Ibrahima Sall passe chaque jour et donne à chacun de nous ce qu'il peut. À Mawdo Fall, il apporte sa logique et sa clarté dans les discussions de ses sujets de dissertation. À Oumar et Ousmane, il fournit régulièrement du chocolat. Il ne dédaigne pas de se mêler aux jeux de Malick et Alioune qui ont renoncé à la rue pour ma cour.
Le bras de Malick est toujours dans le plâtre. Pourvu que sa jambe, qui ne ménage pas le ballon, ne se casse à son tour !
Mais le trio (Arame, Yacine et Dieynaba) refuse sa caution à cette « intrusion ». Le trio le salue avec correction, mais sans enthousiasme. Le trio est hostile à ses invitations. Il lui en veut d'avoir pu...
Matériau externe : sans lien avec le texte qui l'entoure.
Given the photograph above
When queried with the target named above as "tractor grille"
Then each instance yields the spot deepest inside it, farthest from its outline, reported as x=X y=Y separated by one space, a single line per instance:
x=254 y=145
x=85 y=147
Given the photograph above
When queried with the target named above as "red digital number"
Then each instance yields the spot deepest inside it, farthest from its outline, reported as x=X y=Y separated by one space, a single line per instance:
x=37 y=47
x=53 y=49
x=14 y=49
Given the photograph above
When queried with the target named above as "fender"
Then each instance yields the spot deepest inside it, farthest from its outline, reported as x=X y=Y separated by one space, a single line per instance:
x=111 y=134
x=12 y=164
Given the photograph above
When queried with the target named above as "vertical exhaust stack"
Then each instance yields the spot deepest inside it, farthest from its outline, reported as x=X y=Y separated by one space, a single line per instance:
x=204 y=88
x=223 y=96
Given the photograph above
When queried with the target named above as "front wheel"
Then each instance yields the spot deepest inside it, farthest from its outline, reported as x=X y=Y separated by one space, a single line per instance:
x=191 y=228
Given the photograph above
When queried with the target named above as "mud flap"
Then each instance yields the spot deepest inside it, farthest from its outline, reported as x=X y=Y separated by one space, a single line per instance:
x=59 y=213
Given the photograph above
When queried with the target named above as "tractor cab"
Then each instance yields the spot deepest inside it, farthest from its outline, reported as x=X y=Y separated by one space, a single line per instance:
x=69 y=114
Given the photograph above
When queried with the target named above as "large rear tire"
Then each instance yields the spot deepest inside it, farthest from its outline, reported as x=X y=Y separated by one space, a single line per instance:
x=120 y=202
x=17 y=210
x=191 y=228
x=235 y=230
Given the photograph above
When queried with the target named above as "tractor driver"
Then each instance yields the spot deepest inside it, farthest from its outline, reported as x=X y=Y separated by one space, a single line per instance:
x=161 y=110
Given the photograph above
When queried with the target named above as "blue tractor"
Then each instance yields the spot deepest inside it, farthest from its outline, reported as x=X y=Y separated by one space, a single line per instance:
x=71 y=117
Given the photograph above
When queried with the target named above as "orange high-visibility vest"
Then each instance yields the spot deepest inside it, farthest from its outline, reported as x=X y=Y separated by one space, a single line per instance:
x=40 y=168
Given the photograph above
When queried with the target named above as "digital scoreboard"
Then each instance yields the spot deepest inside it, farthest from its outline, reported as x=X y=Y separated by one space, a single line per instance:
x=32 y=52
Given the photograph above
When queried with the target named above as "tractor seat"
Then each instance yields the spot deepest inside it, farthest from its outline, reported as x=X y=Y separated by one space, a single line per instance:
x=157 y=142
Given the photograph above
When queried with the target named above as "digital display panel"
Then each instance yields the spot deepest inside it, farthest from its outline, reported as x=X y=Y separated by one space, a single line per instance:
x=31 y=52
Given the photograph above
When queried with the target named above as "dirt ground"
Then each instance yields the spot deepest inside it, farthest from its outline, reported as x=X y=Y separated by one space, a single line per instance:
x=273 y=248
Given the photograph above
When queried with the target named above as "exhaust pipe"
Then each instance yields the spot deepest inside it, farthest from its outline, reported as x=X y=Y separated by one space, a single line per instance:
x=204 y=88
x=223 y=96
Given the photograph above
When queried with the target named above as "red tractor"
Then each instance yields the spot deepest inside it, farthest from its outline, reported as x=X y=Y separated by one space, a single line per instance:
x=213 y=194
Ibrahima Sall talonne Aïssatou pour ses leçons et devoirs. Il a à cœur la réussite de son amie. Il ne veut pas être la cause d'une quelconque régression. Les notes de Aïssatou montent : à quelque chose malheur est bon !
Farmata accepte mal Ibrahima Sall qu'elle qualifie de « sans-gêne » et « sans vergogne ». Elle ne rate jamais l'occasion de lui lancer : « A-t- on jamais vu un étranger détacher une chèvre de la maison ? »
Ibrahima Sall, imperturbable, essaie de s'adapter. Il recherche ma compagnie, discute actualités avec moi, m'apporte parfois des journaux et des fruits. Ses parents, prévenus depuis par la vigilante Farmata, passent aussi nous voir et s'inquiètent de la santé de Aïssatou. Et les habitudes rassurantes reprennent leur suprématie...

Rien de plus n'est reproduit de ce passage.